AI Inference Cost Calculator
Estimate the run-rate for serving AI prompts at scale. Combine average prompt and completion tokens, monthly traffic, published per-1K token prices, and any infrastructure surcharge to project the total monthly inference spend.
Educational information, not professional advice.
Examples
- 1,200 prompt tokens + 800 completion tokens, 5,000 requests, $0.0015/$0.0020 pricing, $0.0005 surcharge ⇒ $22.00 per month
- 800 prompt tokens + 1,200 completion tokens, 10,000 requests, $0.0010/$0.0025 pricing, no surcharge ⇒ $38.00 per month
- 2,000 prompt tokens + 1,000 completion tokens, 50,000 requests, $0.0020/$0.0030 pricing, $0.0007 surcharge ⇒ $255.00 per month
FAQ
How do I factor in reserved capacity discounts?
Reduce the per-1K token prices to reflect committed-use or annual contract discounts; the calculator will then reflect your negotiated rate card.
Can I include GPU hosting costs?
Yes.

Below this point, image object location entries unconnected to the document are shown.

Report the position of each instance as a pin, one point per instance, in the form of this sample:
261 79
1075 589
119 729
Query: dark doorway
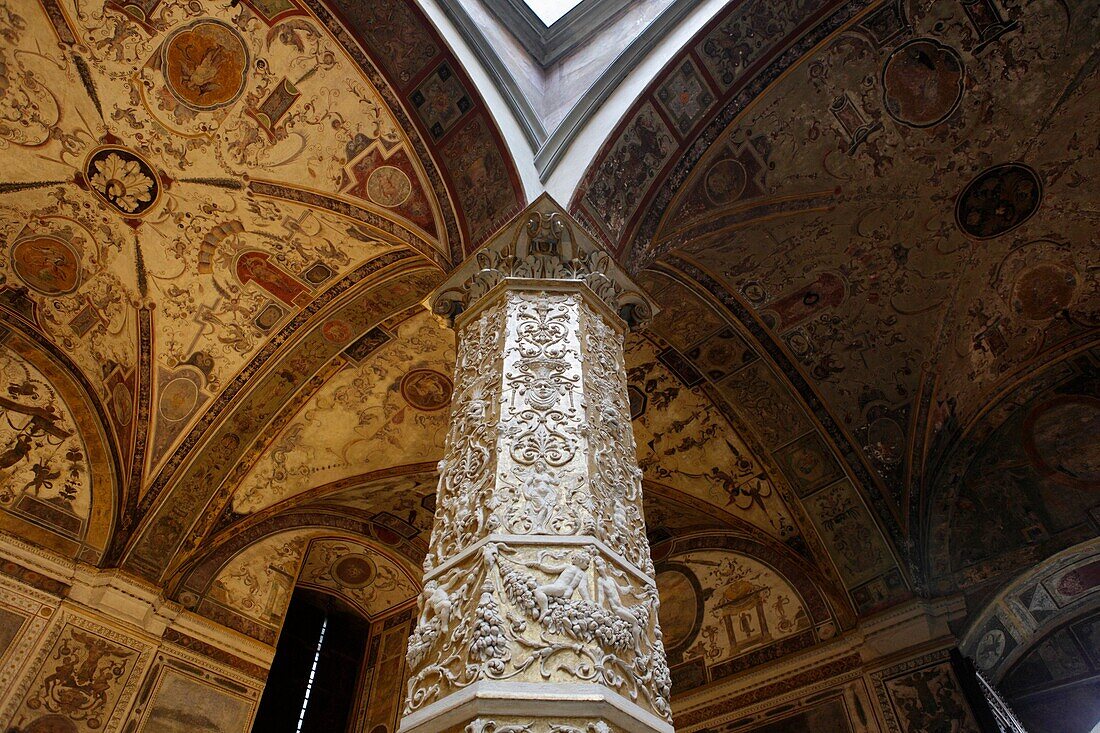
315 674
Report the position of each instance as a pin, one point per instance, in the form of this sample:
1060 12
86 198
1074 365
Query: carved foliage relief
540 452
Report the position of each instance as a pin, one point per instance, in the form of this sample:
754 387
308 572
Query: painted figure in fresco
570 579
43 478
79 685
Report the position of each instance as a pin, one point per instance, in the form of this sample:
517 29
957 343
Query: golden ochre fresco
900 217
392 409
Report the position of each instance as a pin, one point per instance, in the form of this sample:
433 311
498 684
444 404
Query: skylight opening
551 11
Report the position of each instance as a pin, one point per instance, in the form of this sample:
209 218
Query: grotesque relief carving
464 499
538 613
539 568
547 249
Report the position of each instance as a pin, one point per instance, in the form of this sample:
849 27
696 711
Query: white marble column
539 609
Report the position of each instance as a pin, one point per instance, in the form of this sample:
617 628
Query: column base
501 707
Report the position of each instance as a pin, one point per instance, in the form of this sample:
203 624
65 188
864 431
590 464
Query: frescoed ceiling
195 193
869 226
893 205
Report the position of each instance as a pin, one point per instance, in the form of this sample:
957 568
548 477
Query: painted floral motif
122 182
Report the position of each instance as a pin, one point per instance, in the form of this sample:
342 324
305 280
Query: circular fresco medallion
353 570
206 64
47 264
178 398
1044 291
678 617
337 331
922 83
123 179
426 390
726 181
388 186
1060 438
123 403
998 200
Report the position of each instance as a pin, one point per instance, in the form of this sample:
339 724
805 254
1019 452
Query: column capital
542 247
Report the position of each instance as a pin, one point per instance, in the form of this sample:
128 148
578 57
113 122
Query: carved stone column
539 608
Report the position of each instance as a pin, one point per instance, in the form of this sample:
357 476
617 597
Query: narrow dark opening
315 674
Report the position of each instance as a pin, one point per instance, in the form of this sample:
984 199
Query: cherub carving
571 579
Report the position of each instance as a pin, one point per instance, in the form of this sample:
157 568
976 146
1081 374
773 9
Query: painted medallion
122 179
47 264
426 390
998 200
922 83
206 65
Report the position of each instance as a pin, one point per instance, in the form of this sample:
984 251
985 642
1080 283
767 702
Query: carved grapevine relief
539 569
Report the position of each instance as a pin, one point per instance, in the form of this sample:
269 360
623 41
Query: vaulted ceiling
869 226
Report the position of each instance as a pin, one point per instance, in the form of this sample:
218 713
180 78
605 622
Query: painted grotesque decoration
44 471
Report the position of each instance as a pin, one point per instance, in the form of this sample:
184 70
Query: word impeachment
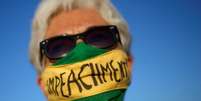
89 76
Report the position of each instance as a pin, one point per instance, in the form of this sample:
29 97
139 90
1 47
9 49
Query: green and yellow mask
88 74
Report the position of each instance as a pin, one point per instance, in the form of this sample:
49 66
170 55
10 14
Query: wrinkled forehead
73 21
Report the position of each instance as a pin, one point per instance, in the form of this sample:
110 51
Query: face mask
87 74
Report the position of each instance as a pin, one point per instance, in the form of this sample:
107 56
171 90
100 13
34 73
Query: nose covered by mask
88 74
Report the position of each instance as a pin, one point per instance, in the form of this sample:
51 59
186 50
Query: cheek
48 62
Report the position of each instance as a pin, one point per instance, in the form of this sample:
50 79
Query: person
81 50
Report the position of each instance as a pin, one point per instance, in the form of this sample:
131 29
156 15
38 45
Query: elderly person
80 49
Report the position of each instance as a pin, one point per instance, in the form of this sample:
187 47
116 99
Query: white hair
49 7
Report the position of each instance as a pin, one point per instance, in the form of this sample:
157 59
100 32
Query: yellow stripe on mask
106 72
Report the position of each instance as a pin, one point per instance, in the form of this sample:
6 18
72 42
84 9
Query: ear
40 83
130 63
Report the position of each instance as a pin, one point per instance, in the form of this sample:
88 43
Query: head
57 17
54 17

Convert your infrastructure expenses into a per-1K token surcharge by dividing total GPU or orchestration spend by the monthly token volume, then add it in the Surcharge field.
What if I expect streaming tokens?
Add the average streamed tokens to the output field so both prompt and streamed completions are billed through the same formula automatically.

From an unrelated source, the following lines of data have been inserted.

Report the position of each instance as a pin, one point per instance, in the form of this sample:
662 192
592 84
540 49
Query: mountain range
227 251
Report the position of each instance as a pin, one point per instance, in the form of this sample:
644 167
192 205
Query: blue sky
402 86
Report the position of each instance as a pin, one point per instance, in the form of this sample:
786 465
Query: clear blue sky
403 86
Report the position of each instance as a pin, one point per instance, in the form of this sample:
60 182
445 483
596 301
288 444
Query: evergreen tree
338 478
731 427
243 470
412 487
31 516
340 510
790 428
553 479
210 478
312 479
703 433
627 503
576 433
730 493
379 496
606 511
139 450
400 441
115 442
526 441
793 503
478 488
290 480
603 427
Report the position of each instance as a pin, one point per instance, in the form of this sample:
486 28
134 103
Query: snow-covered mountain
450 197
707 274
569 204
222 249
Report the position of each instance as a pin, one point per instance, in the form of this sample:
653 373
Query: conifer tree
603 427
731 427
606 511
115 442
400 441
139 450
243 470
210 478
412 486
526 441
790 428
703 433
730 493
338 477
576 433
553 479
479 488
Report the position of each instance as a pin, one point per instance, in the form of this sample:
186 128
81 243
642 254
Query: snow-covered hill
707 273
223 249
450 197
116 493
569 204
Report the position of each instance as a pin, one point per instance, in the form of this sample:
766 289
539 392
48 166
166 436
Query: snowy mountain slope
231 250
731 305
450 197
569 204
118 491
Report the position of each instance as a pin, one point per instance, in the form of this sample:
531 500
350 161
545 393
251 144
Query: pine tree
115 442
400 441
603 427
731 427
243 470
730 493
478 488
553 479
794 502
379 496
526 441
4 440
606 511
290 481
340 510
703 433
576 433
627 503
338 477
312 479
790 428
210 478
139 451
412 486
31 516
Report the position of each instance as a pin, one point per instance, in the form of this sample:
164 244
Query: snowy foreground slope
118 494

How do I compare providers with tiered pricing?
Run the calculator once per pricing tier and sum the outputs, or enter a blended per-1K token rate based on your expected volume to approximate the effective monthly charge.
Can this estimate per-user costs?
Divide the monthly spend by your active users or sessions to calculate unit economics like cost per MAU or per chat conversation.
Additional Information
- The calculation mirrors provider invoices by multiplying total input and output tokens by their respective per-1K rates and then layering in any internal surcharge.
- Feed in observed averages from production logs to improve accuracy—token lengths vary significantly across customer cohorts and prompt templates.
- Combine this forecast with the API Rate Limit Planner to ensure throughput aligns with vendor quotas, and with Cloud Storage Cost to capture vector database expenses.
- Operate globally? Hedge currency swings by pairing the output with the Import Currency Hedge calculator or convert the total using real-time FX rates.